Molecular electrostatic potential analysis for enzymatic substrates, competitive inhibitors, and transition-state inhibitors

Recent advances in the application of kinetic isotope effects to enzyme-catalyzed reactions have provided reliable information for enzymatic transition state structures. A method is presented for quantifying the similarity of substrates and inhibitors with their enzyme-stabilized transition states. On the basis of transition-state stabilization theory for enzymatic reactions, molecules most similar to the transition state structure bind with greatest affinity. Molecular similarity measures are applied to compare substrates, competitive inhibitors, and transition state inhibitors with the transition state structures stabilized by the enzymes AMP deaminase, adenosine deaminase, and AMP nucleosidase. (R)- and (S)-Coformycin 5'-phosphate are inhibitors for AMP deaminase, with the R-species superior to its enantiomer. Formycin 5'-phosphate 4-aminopyrazolo[3,4-d]pyrimidine-1-ribonucleotide, and tubercidin 5'-phosphate inhibit AMP nucleosidase. The transition state for adenosine deaminase is analogous to that for AMP deaminase, allowing analysis of the tight-binding hydrate of purine ribonucleoside and of a weaker inhibitor, 1,6-dihydropurine ribonucleoside.
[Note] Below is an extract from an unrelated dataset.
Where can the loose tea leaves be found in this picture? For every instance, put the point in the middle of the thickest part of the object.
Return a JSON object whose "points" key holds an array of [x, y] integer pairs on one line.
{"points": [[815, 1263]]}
The basis for ranking molecules for similarity to the transition state is the distribution of electrostatic potential at the molecular van der Waals surface. Spatial properties of a molecule are described through the topography of the surface, while the electrostatics capture ionic, hydrogen-bonding, and hydrophobic features. A test molecule is compared with the transition state by orienting the two species so that their van der Waals surfaces are maximally coincident. At this orientation, a single measure sensitive both to the electrostatic potential and its spatial distribution is used to rank the electronic similarity. For AMP deaminase, adenosine deaminase, and AMP nucleosidase, the transition state inhibitors are quantitatively more similar to the transition states than are the substrates. A strong correlation between the binding free energies and the similarity measures is found for most of the transition-state inhibitors in all three enzyme systems. This method is useful in the logical design of transition state inhibitors and may be applied to similarity searches of chemical libraries.